Three years ago, skating was the driving force behind Andy Wolf’s move to start Premier Snowskates. Coming from the heavily skate-influenced scene in Salt Lake City, Utah, Wolf wanted something he could use to session the urban terrain in winter without being locked to a snowboard. “I lived by a school in Salt Lake with great cement ledges and wanted something I could have fun with and do real skate tricks,” says Wolf, Premier’s marketing director.

He’s no longer a solitary pioneer. For 2002, the newcomers include heavy-hitters Burton and Salomon, along with long-term skate-brand Santa Cruz.

For all the brands unleashing snow skates in 2002, the focus is on fun. It’s the kind of product you can hop on for a quick trip to the liquor store or grab out of your trunk for an impromptu rail session. “It’s all about what kids can do on their own, building their own parks in the backyard,” says Wolf.

Rob Paglia, a marketing coordinator for Burton, explains that the Vermont company shares this basic vision: “We’re trying to keep it like the old Backhill¿just something kids can go out and have fun on.” Salomon and Santa Cruz back this up as well.

It’s also about accessibility. For a lot of skaters and flatland, urban dwellers, there are massive barriers to going snowboarding: the product costs a shitload, transportation to the hills can be a pain in the ass, and lift tickets generally approach the 60-dollar mark. With snow skates, the product is affordable, and the rest is free. As a result, shops will likely see new customers coming in the door next fall.

Of the four snow skates in 2002, the different designs can neatly be divided into two distinct types: simple injected-plastic designs on the one hand and more complex models that feature “trucks” that connect a skateboard to a single short ski on the other.

Premier and Santa Cruz have elected to go with nearly identical injected-plastic designs for one simple reason: they believe snow skating should be as accessible as possible. With all models priced under 100 dollars, plastic designs ensure affordability. “This is about having fun, being affordable, and getting away from the elitism of snowboarding,” explains Wolf.

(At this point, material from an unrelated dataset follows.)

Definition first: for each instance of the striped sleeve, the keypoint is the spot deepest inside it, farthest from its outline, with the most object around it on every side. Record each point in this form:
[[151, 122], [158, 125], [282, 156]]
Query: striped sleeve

Burton and Salomon came out with a more technical, snowboard-influenced approach. These two brands go with similar models that combine an upper skate deck and a lower single ski with metal edges. Definitely designed for the urban or backyard session, these more expensive models (130 to 170 dollars) are also great for controlled riding at resorts. “As a technology-driven company, Salomon has to start with the high-end tech stuff, but maybe we’ll offer a plastic model sometime in the future,” explains Greg Keeling, Salomon North America’s product marketing manager.

The involvement of teamriders is a key ingredient for most of the brands in the snow-skate business. Premier features pro models from JP Walker and Nicolas Droz, Santa Cruz-rider Gian Simmen is out on his snow skate whenever he’s not strapped into his snowboard, and Burton proteges like Shaun White have been seen landing shove its down small sets of stairs.

Is it the next lifestyle sport like skateboarding, surfing, or snowboarding? Will people sell drugs and prostitute themselves in pursuit of the snow-skate lifestyle? Probably not. As Santa Cruz Product Manager Brett Sigur points out, “It’s a great accessory for the snowboard and skateboard lifestyle.”